For this situation, we spread the RAMs apart slightly and removed the hard placement blockage next to the RAMs so that the isolation buffers could be placed in a more optimal fashion. Spreading the memories apart also allowed isolation buffers to be placed between them.

In summary, the proposed decap flow worked well for the example design (and several other designs). At the same time, this flow can’t solve all voltage-drop issues, so accurate and timely analysis is essential.

While analyzing and debugging dynamic voltage-drop issues is both an interactive and visual process, we found areas where Tcl procedures can help. These scripts primarily speed up the generation of voltage-drop maps and quickly identify the quality of the decap distribution.

Summary and recommendations
The decap implementation method described here is designed to allocate decap accurately with minimal related area overhead and avoid late problems that jeopardize the tape-out schedule. The method uses several “best practices” to achieve this goal.

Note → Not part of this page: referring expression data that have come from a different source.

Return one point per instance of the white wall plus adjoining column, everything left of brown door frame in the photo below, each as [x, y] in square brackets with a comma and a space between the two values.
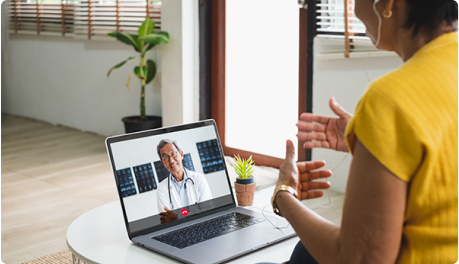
[64, 81]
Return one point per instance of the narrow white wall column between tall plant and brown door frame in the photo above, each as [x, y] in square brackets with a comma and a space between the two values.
[180, 62]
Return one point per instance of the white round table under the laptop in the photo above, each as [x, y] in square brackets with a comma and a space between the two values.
[100, 236]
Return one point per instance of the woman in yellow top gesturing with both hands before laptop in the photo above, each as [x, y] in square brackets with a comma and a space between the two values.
[402, 197]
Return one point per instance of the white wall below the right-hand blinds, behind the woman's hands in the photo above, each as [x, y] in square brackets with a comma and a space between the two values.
[346, 80]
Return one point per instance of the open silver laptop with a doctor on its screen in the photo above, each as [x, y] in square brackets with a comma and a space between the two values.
[180, 203]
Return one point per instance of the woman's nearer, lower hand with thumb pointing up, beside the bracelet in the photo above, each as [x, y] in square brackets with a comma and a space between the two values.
[299, 175]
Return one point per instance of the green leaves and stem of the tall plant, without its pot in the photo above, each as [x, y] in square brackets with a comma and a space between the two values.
[142, 43]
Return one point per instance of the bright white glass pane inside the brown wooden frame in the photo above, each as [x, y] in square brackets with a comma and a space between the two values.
[261, 75]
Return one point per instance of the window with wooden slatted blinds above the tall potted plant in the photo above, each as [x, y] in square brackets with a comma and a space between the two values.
[80, 18]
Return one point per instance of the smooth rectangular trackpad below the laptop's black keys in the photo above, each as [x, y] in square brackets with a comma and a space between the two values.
[242, 240]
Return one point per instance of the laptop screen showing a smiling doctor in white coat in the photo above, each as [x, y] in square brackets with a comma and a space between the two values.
[169, 174]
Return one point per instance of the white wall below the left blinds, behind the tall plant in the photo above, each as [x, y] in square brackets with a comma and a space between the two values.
[64, 81]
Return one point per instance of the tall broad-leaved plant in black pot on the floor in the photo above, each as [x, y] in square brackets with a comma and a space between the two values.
[145, 70]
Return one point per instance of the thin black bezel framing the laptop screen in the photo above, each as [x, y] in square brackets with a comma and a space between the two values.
[156, 132]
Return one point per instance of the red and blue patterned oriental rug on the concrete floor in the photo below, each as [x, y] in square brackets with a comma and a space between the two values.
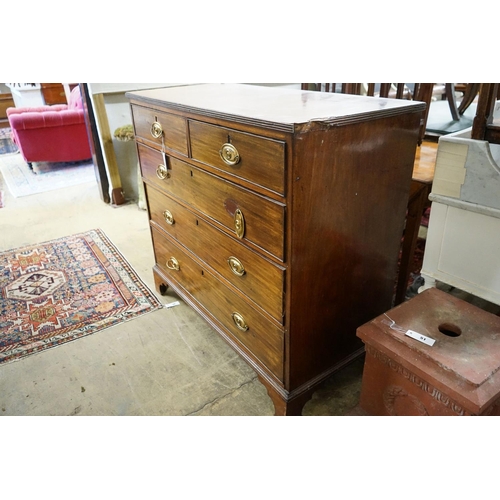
[59, 291]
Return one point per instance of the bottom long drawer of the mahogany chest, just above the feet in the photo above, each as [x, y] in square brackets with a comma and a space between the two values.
[259, 335]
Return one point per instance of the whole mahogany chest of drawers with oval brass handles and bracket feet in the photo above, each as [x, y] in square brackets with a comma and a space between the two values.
[277, 214]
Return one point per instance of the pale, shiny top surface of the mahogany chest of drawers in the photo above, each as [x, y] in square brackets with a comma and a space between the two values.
[274, 107]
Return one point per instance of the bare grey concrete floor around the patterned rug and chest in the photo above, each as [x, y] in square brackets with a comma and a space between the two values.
[168, 362]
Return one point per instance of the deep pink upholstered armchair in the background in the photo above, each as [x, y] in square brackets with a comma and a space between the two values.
[51, 133]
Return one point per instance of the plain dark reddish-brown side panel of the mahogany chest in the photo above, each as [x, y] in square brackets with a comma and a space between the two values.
[350, 190]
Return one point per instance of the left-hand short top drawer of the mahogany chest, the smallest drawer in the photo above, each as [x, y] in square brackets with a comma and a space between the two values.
[159, 128]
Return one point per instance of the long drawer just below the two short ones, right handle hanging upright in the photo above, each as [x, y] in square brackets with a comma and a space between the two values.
[247, 215]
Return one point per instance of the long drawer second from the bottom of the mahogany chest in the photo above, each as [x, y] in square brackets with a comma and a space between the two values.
[259, 279]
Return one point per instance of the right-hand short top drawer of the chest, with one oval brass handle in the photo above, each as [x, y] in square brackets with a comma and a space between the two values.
[251, 157]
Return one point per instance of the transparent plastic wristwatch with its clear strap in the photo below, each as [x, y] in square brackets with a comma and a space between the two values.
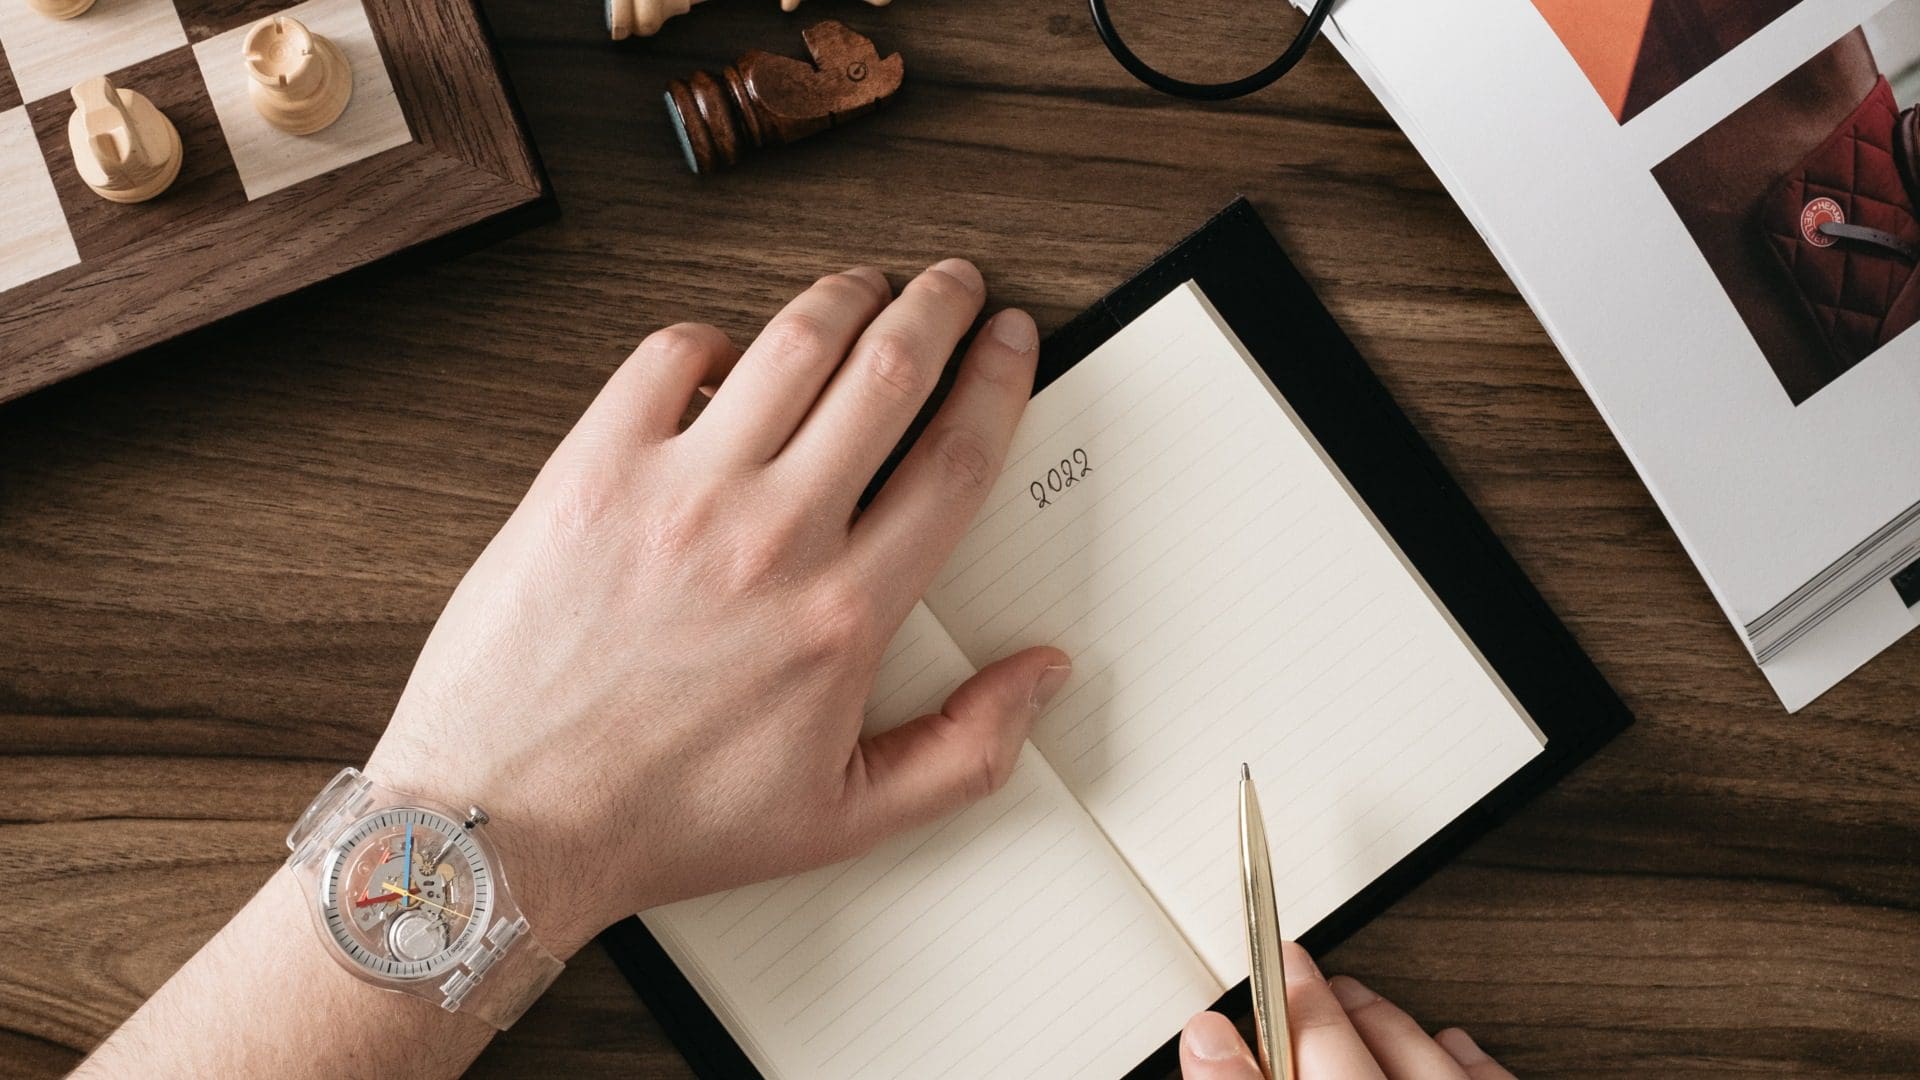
[410, 896]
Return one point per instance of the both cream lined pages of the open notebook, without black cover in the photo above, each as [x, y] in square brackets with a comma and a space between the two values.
[1170, 522]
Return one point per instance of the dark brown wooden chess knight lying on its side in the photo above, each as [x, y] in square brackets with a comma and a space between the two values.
[771, 101]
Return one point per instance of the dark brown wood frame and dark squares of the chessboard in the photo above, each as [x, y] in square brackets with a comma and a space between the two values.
[204, 249]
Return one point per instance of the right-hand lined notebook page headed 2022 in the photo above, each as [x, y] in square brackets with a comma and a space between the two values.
[1166, 522]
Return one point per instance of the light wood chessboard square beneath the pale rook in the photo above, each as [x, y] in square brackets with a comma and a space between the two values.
[270, 159]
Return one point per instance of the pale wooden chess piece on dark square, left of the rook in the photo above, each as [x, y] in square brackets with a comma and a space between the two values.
[126, 149]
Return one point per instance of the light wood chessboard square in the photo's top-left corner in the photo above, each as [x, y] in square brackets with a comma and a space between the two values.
[49, 57]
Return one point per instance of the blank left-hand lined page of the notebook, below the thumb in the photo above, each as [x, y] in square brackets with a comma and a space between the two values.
[1009, 941]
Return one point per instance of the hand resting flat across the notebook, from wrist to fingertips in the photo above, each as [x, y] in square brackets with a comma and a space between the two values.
[654, 675]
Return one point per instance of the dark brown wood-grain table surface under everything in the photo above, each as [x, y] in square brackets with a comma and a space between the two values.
[218, 560]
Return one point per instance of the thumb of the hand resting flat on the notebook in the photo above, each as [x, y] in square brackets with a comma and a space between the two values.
[930, 768]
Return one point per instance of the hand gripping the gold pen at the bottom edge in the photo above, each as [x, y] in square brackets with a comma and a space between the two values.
[1341, 1031]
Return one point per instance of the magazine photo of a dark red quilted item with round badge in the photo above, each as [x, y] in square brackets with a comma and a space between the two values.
[1804, 205]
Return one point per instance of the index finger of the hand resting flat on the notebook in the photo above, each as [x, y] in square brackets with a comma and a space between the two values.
[919, 518]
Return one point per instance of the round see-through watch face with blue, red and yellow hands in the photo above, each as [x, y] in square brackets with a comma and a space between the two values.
[404, 893]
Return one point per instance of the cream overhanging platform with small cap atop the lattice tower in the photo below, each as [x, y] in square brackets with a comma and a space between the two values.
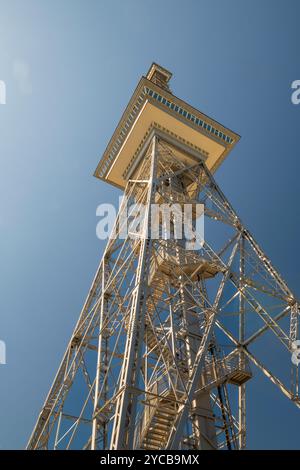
[154, 109]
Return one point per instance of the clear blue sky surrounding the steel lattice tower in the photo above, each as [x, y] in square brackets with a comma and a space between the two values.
[70, 67]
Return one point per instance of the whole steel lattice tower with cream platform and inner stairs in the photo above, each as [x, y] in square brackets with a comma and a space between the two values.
[171, 331]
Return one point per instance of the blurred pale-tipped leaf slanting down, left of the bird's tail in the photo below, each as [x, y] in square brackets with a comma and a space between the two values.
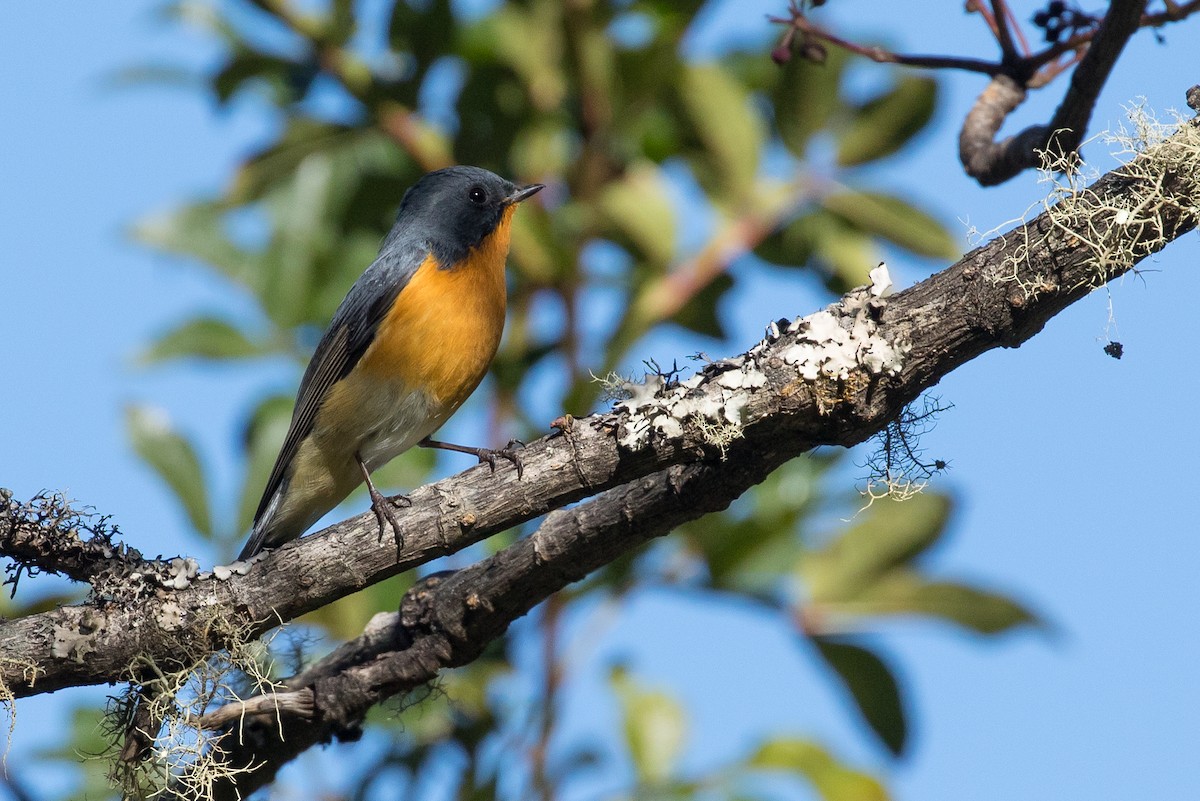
[175, 460]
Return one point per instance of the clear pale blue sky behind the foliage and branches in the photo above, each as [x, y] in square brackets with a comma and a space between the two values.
[1072, 471]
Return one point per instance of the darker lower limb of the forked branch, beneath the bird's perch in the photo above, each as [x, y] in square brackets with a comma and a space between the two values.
[448, 619]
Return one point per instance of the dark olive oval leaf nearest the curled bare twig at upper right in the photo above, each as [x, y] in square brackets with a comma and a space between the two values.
[884, 125]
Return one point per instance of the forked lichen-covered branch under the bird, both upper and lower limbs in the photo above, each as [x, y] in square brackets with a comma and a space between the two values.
[669, 453]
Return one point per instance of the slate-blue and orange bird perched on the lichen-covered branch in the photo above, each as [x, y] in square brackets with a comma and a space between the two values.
[409, 345]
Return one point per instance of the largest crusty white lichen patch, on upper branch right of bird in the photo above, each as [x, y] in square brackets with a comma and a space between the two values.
[841, 347]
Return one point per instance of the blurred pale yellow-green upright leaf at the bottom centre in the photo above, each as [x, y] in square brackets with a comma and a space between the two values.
[655, 730]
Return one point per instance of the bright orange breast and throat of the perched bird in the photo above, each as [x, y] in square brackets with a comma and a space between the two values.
[446, 324]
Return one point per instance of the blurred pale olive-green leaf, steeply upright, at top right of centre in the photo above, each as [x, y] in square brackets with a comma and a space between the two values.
[719, 109]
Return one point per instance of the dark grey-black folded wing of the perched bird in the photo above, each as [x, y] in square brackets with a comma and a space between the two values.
[340, 350]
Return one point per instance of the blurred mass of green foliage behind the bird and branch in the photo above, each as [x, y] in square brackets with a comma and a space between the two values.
[662, 171]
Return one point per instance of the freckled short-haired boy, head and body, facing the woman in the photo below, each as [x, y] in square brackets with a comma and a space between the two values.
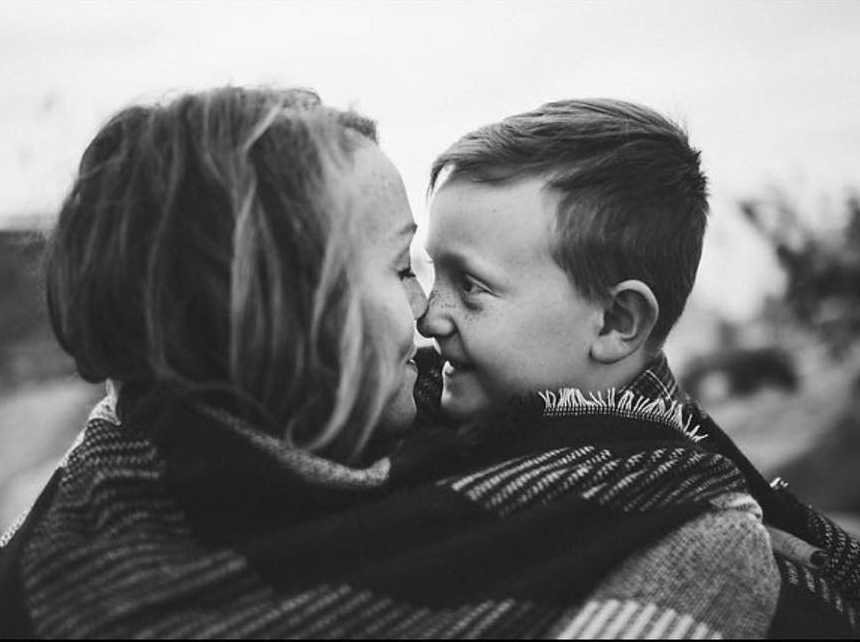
[565, 243]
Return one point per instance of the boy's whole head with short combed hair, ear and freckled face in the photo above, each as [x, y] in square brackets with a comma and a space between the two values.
[565, 243]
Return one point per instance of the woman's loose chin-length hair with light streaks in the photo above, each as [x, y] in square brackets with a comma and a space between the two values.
[206, 248]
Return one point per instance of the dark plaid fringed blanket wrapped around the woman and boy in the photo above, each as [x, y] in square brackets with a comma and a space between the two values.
[603, 518]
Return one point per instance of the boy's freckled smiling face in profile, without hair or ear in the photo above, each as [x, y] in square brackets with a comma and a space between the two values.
[507, 319]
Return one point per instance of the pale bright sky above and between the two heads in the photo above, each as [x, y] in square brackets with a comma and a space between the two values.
[770, 91]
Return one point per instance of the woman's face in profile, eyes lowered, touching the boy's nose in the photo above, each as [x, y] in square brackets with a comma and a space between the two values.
[394, 298]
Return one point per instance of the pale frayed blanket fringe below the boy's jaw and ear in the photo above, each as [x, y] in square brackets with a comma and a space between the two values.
[627, 403]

For example, initial decap estimates are based on industry experience and guidelines from recent ASICs. A phased approach with early estimation and implementation of decap insertion is also a key feature. The best results are obtained if the decoupling capacitors are initially placed at the floorplanning stage. Remember, too, that dynamic rail analysis is essential for 90-nm or smaller designs.

You must plan for and implement enough decoupling capacitance as early as possible to ensure a working and on-schedule ASIC. The method described in this article can help you meet decap requirements with a reasonable effort.